Am I Having a Panic Attack? (part 2)

In this article:

In part one of our Panic Attack blog we discussed some of the symptoms experienced. In this section we cover how to understand what is happening and also some methods by which to manage and help yourself through a panic attack

Understanding your panic-attacks and helping yourself 

The experience of panic-attacks can be very frightening and can occur at virtually any age. It is most helpful to understand panic as the product of biological vulnerability, unhelpful thinking, problematic coping strategies, and social stressors.

A panic-attack is the same as the body’s normal fear reaction, but it is happening in an ordinary situation. In panic-attacks, the mental and physical mechanisms that measure our normal respond to a threat, tends to be triggered unnecessarily, when there is no actual danger. The “alarm system” to threat becomes too sensitive in panic-attacks, so that many harmless internal or external ‘triggers’ lead to a full threat response in the body. This oversensitivity of the fear reaction is more likely when tired, hungry, experiencing hormonal changes, having taken caffeine, or under stress.
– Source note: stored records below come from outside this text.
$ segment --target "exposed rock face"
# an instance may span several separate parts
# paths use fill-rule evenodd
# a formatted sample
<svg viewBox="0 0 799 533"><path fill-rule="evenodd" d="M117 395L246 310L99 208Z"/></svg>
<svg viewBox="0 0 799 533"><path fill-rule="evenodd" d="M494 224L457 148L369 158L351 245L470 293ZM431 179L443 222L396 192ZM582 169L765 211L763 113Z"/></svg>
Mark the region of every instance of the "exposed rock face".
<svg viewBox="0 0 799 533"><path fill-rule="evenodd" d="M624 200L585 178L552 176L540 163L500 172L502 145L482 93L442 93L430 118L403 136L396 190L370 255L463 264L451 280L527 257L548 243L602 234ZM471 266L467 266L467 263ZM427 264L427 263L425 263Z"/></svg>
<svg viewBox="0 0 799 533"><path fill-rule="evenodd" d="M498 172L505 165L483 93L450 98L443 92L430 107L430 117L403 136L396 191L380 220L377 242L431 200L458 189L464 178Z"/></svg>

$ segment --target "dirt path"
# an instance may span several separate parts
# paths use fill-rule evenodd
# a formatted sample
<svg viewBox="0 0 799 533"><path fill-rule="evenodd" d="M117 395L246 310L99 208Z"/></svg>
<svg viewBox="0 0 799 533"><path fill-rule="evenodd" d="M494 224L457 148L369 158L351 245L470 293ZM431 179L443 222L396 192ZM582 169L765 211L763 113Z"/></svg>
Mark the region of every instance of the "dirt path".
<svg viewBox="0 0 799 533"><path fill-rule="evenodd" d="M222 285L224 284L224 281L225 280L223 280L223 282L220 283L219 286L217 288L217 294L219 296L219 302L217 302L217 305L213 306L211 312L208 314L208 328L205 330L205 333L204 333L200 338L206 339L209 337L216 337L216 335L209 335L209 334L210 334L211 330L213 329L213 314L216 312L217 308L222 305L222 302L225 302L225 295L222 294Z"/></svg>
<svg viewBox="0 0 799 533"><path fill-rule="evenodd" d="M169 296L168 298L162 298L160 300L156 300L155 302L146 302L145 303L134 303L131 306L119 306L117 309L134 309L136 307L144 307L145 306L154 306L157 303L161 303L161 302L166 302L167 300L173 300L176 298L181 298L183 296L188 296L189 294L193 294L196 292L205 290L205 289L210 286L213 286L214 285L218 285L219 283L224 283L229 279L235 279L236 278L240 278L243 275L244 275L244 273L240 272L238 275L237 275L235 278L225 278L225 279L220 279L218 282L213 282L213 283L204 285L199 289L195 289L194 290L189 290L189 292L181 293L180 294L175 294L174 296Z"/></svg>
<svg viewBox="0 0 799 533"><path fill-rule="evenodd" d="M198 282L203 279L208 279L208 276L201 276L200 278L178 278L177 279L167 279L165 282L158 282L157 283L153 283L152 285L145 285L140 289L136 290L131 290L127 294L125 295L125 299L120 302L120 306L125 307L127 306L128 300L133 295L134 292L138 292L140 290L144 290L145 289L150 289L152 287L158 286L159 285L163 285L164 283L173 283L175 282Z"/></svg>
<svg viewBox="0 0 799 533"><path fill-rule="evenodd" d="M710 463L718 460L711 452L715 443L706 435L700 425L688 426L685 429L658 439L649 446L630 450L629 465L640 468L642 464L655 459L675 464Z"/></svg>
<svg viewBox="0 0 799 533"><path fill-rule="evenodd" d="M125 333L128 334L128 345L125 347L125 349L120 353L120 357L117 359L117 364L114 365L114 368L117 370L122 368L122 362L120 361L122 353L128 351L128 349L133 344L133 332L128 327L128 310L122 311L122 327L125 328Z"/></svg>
A person, who experiences regularly panic-attacks, typically:

  • Believes that there physical symptoms of the above “alarm system” will have dire personal consequences (e.g. viewing heart palpitations as sign of a heart attack).
  • Experienced a traumatic, unexpected, or scary event during their childhood.
    Pays considerable and excessive attention to their physical symptoms, which leads to the physical sensations to feel stronger and more unmanageable.
  • Becomes hyper-vigilant to any changes in their body, which otherwise would be ignored or unnoticed.
  • Worries about having another panic-attack, which can in itself lead to physical sensations.
  • Keeps the panic-attacks re-occurring by paying attention to worrying thoughts, hyper-ventilation (over-breathing), and avoidance of the situations that create anxiety.
  • The following are some tips for managing panic-attacks from our Psychologist, Dr. Austin Bayley.

Make changes to your view of the panic-attacks


Although panic symptoms are very unpleasant, they cannot harm you in any way. The feelings are quite normal and will pass. The feelings themselves are not harmful and do not indicate that there is anything seriously wrong with you. Panic-attacks are only normal reactions that have become exaggerated – they are not dangerous.

Many people believe a lot of myths about panic-attacks. For example, it is impossible to faint, while you are having a panic-attack, because your blood pressure is high as your heart is racing. People only faint when there blood pressure drops. Similarly, panic does not mean you are going crazy or losing control. In addition, panic-attacks will not lead you to have a heart-attack, suffocate, or fall.

Be aware of and develop a different relationship with problem thoughts

Notice what you think before or during a panic-attack. Are you catastrophizing – predicting a disaster? Are you over-generalizing, jumping to conclusions, personalizing, or ignoring the positives? Are you mind-reading or reasoning from your emotions? It is important to check how our thoughts impact on our physical sensations and feelings. Our thinking may be distorted and we will need to question to usefulness of believing these thoughts. For example, “What ifs” can be changed to “So what ifs”. Why not imaging actually coping with the worst! Sometimes putting the brakes on future predictions can also be useful, such as: “The future isn’t here yet, so let’s focus on ‘what is’. Where is the evidence that something bad is happening at this very moment in time?”.

Reassure yourself with positive thoughts and affirmations such as:

  • “I’m going to be fine. I’ve succeeded at this before and lived through it. I’ve survived this and worse before”.

  • “Soon it will be over. This too will pass”.

  • “If I get anxious, it is a cue to find my breath”.

  • “It’s just a sensation and I can wait patiently for my body to relax”.

  • “I can cope with these feelings”.

  • “I can control my fear by controlling my ideas”.

  • “I’ll just take my time and start relaxing”.